I. La clarification de la procédure de conclusion des accords PESC
La Cour de justice a d’abord examiné le moyen tiré de la base juridique procédurale de la décision. Elle a rejeté l’argumentation du Parlement en s’appuyant sur une interprétation stricte des compétences respectives des institutions (A), ce qui l’a conduite à affirmer un principe de symétrie entre les procédures internes et externes (B).

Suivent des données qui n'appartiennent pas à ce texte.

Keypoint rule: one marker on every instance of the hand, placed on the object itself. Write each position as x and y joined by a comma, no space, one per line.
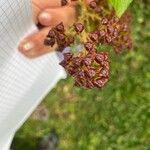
48,13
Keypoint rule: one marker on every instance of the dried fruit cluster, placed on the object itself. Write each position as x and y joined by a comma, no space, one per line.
90,67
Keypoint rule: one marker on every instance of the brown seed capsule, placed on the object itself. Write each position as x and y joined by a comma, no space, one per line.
88,46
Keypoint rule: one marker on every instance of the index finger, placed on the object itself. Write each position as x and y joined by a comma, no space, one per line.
42,4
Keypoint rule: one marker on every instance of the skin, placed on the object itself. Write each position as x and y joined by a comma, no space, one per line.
48,13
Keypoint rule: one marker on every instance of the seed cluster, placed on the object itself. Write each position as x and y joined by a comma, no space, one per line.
90,70
57,35
90,67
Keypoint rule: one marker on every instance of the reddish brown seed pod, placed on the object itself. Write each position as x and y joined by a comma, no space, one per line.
79,27
94,36
64,2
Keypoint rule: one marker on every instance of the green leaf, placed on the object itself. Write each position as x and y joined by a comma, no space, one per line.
120,6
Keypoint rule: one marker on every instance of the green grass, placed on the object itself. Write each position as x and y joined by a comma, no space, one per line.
114,118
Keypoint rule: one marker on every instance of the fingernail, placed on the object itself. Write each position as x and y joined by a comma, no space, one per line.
45,16
26,46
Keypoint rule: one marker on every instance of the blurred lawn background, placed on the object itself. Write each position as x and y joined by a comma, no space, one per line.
115,118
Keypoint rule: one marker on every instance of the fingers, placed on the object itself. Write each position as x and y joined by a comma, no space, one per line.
39,5
33,46
42,4
51,17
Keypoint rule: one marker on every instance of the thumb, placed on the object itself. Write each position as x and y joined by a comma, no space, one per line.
33,46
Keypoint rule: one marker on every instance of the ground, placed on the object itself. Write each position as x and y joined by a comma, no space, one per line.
114,118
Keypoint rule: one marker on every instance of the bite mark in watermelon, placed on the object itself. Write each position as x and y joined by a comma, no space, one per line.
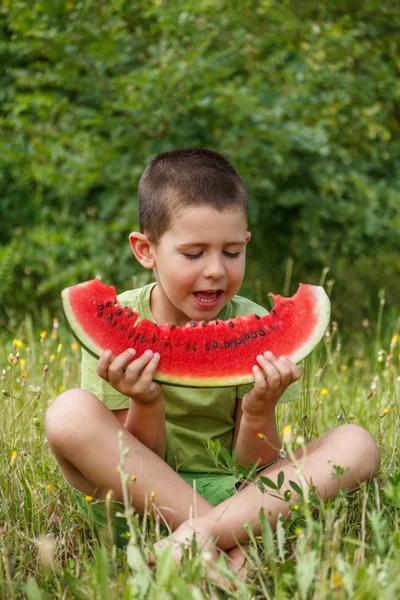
201,354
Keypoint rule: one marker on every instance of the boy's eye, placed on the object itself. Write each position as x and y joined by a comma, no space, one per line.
192,256
229,254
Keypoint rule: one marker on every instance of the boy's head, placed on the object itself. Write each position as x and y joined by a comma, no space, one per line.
182,178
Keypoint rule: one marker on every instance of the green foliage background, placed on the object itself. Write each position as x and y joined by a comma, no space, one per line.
304,99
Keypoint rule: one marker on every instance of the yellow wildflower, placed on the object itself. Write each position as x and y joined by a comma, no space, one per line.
337,580
287,434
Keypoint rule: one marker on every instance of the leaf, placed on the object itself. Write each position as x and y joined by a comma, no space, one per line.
295,486
267,535
305,571
268,482
280,537
32,590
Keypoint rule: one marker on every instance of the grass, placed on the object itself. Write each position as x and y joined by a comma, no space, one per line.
348,548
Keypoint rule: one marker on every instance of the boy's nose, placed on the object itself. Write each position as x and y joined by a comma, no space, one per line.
214,268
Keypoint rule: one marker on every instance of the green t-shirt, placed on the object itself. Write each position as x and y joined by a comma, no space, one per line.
193,415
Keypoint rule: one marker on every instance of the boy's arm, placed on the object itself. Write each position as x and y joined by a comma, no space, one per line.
248,444
256,412
146,422
146,415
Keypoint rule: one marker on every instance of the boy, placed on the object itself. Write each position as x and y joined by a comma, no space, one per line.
193,219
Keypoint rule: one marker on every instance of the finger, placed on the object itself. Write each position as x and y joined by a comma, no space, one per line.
295,370
284,370
103,364
135,369
271,373
260,383
120,362
147,374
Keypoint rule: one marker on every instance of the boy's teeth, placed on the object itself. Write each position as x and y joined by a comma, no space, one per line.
207,296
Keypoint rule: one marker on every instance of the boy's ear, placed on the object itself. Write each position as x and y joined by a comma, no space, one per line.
142,249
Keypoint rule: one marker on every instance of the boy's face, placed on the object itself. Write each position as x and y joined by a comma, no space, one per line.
199,264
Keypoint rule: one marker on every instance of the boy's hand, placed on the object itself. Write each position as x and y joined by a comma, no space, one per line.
272,377
135,379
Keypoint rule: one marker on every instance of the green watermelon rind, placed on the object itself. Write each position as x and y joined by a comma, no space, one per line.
321,307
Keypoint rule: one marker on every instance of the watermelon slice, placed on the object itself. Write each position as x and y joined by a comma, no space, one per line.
201,354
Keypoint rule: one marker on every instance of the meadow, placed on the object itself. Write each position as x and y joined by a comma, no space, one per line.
348,547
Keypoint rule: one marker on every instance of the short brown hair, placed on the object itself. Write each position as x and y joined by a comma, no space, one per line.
186,177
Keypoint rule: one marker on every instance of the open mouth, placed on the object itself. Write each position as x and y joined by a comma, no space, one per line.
207,297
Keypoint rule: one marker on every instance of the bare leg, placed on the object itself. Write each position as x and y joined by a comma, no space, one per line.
348,445
83,435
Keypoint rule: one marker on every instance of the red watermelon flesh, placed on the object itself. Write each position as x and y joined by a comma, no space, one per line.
201,354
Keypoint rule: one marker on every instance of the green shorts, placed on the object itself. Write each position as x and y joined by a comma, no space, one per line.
103,517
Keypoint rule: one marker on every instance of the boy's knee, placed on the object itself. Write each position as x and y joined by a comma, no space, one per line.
362,445
67,415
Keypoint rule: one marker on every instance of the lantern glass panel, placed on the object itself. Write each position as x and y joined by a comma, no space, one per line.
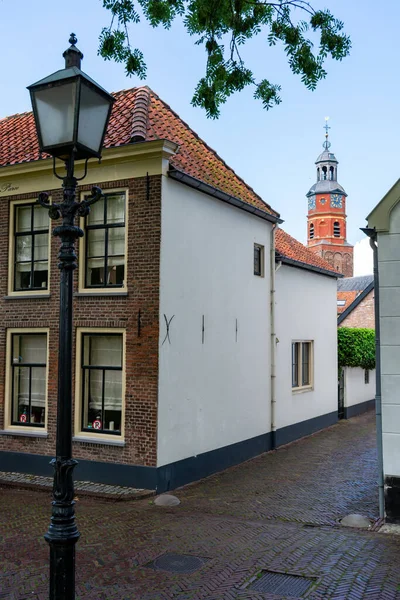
56,114
93,113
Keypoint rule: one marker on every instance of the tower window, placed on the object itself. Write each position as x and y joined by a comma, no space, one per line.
336,229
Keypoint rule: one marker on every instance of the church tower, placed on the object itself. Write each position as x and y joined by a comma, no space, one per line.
326,221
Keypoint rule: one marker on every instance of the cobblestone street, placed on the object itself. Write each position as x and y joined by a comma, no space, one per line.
278,512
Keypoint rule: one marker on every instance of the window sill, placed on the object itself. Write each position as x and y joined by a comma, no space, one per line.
33,296
96,440
104,292
42,434
303,390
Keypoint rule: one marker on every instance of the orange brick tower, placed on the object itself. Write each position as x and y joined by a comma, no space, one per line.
326,221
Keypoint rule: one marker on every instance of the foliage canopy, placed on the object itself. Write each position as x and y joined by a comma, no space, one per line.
222,27
356,348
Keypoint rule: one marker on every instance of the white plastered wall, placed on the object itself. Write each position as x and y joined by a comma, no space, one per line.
215,393
389,287
356,390
305,310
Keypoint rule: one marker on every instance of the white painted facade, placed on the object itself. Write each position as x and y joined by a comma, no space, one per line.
214,386
306,310
356,391
389,288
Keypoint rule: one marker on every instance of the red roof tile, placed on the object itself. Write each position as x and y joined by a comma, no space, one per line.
138,112
348,298
290,248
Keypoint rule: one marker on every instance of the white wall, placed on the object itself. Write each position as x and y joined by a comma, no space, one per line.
217,393
389,288
305,310
355,388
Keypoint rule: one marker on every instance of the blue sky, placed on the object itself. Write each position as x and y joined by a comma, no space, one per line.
273,151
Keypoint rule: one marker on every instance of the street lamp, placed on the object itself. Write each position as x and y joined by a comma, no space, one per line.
71,113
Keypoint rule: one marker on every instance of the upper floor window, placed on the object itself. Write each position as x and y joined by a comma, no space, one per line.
30,247
28,378
105,255
336,229
259,260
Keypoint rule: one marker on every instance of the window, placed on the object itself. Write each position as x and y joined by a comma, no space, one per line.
105,253
302,365
27,378
336,229
258,260
101,381
29,248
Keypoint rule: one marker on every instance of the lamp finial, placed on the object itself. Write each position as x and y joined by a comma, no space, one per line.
73,55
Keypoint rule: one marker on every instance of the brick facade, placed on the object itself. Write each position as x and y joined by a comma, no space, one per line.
363,315
106,311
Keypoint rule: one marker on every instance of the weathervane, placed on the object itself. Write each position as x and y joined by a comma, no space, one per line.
327,143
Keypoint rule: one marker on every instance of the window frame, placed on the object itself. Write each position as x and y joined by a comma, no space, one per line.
12,253
300,387
102,290
84,433
260,248
9,425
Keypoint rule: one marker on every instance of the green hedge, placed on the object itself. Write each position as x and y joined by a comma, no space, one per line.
356,348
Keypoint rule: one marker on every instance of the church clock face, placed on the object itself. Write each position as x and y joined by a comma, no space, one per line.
336,200
311,203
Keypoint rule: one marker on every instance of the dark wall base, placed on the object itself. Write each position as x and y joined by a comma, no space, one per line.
392,499
169,477
299,430
358,409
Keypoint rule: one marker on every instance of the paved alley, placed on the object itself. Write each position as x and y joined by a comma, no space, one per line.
278,513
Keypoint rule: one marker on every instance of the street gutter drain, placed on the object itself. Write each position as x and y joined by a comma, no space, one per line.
177,563
281,584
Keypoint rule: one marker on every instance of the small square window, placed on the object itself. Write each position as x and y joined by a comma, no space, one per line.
258,260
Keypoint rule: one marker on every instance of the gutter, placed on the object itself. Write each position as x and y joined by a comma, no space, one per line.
197,184
356,302
273,268
306,266
372,234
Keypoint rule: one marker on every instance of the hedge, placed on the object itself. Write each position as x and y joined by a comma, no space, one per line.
356,348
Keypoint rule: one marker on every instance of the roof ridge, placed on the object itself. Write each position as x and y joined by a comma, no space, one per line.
211,150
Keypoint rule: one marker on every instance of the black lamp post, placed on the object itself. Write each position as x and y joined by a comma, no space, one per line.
71,114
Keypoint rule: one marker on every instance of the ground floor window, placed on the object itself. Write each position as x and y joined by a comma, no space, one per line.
28,378
302,364
101,379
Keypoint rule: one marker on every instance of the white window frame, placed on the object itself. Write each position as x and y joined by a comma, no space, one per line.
104,291
85,435
11,254
303,387
39,431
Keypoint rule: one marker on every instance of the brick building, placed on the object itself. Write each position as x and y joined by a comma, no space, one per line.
174,336
355,300
326,221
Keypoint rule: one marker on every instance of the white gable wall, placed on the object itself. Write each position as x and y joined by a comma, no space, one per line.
306,310
389,287
215,393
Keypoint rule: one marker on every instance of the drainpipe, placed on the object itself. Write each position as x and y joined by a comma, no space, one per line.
371,233
273,338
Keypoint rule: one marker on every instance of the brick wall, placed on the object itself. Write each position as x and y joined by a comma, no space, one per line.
363,315
143,272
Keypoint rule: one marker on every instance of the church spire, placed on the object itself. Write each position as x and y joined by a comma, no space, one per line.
327,143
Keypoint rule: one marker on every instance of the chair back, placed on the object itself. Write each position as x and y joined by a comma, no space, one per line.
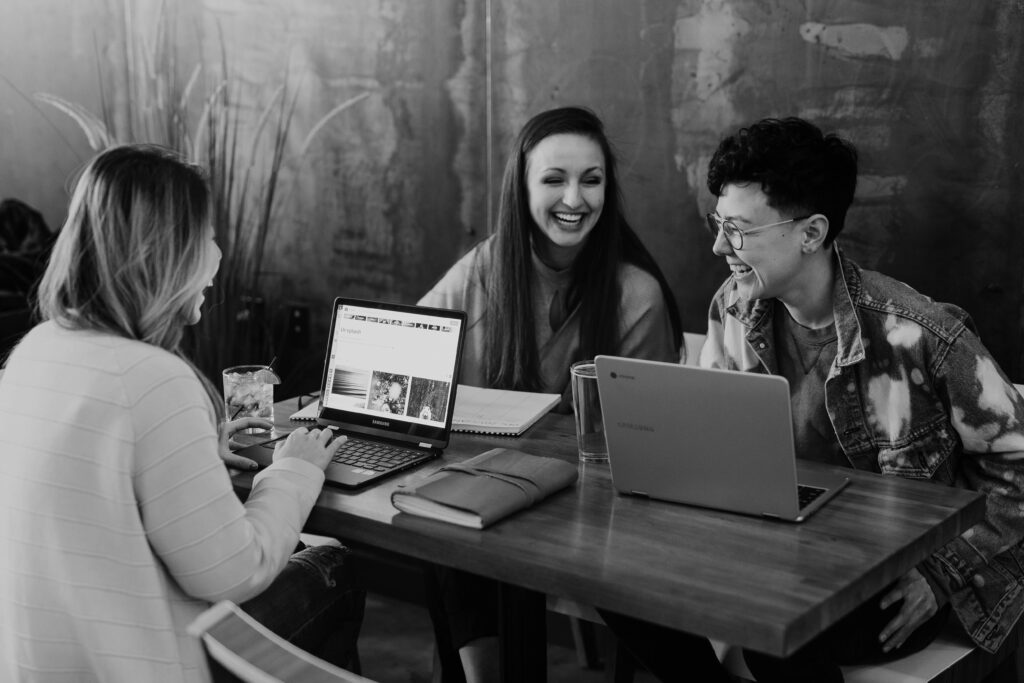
241,649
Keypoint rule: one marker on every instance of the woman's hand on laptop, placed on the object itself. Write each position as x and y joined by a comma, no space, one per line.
226,440
312,445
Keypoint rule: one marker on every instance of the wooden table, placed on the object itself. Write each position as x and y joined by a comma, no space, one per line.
764,585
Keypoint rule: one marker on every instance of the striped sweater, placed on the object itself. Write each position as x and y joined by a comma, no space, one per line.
118,521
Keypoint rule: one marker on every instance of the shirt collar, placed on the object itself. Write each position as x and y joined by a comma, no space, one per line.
850,346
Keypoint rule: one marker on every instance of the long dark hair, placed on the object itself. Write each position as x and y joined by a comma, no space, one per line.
513,360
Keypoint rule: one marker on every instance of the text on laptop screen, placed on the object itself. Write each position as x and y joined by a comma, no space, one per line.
392,363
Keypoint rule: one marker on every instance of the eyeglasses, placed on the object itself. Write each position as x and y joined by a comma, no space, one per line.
735,236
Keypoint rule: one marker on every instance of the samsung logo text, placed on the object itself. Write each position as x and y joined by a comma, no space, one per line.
636,426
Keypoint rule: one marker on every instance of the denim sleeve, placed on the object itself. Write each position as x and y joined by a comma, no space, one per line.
987,413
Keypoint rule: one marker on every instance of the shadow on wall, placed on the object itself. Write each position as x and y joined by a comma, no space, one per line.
25,247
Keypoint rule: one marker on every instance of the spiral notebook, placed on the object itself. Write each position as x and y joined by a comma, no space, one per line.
482,411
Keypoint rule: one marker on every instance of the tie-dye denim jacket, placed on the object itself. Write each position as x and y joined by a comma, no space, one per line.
913,392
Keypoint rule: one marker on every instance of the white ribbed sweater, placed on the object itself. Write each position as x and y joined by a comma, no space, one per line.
118,521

A. Le rejet d’une interprétation extensive des prérogatives parlementaires
Le Parlement européen soutenait que l’accord avec la République de Maurice ne portait pas « exclusivement » sur la politique étrangère et de sécurité commune (PESC), au sens de l’article 218, paragraphe 6, du traité sur le fonctionnement de l’Union européenne. Selon lui, l’accord contenait des dispositions relatives à la coopération judiciaire en matière pénale et à la coopération policière, domaines qui relèvent de la procédure législative ordinaire et qui, par conséquent, exigent son approbation. La Cour a écarté cette analyse en appliquant sa jurisprudence constante relative au choix de la base juridique. Elle rappelle que « si l’examen d’une mesure démontre qu’elle poursuit deux finalités ou qu’elle a deux composantes et si l’une de ces finalités ou de ces composantes est identifiable comme étant principale tandis que l’autre n’est qu’accessoire, l’acte doit être fondé sur une seule base juridique, à savoir celle exigée par la finalité ou la composante principale ou prépondérante ». En l’espèce, la Cour a estimé que l’objectif principal de l’accord était la mise en œuvre de l’opération Atalanta, une mission relevant de la politique de sécurité et de défense commune, elle-même partie intégrante de la PESC. Les aspects de coopération judiciaire n’étaient qu’accessoires à cette finalité principale. Le Parlement ayant lui-même admis le caractère principal de la dimension PESC, la Cour en a déduit que le fondement matériel de la décision sur l’article 37 du traité sur l’Union européenne était correct.
B. La consécration du parallélisme des procédures interne et externe
L’apport majeur de la Cour sur ce point réside dans la liaison qu’elle établit entre la base juridique matérielle de l’acte et la procédure de conclusion qui en découle. Elle juge que l’exception prévue à l’article 218, paragraphe 6, TFUE, qui exclut l’intervention du Parlement pour les accords portant « exclusivement » sur la PESC, doit être interprétée à la lumière de la base juridique matérielle de l’acte de conclusion. La Cour énonce ainsi que « l’article 218, paragraphe 6, TFUE établit une symétrie entre la procédure d’adoption de mesures de l’Union sur le plan intérieur et la procédure d’adoption des accords internationaux afin de garantir que, en rapport avec un domaine donné, le Parlement et le Conseil disposent des mêmes pouvoirs ». Autrement dit, puisque le Parlement ne dispose que de compétences très limitées dans le domaine de la PESC sur le plan interne, il ne saurait en avoir de plus étendues sur le plan externe pour un accord relevant de ce même domaine. Dès lors qu’il est établi que la décision de conclusion est valablement fondée sur une base juridique PESC, la procédure à suivre est celle qui exclut l’approbation ou la consultation parlementaire. Cette solution renforce la sécurité juridique en assurant une cohérence entre le fondement matériel d’un acte et la procédure de son adoption.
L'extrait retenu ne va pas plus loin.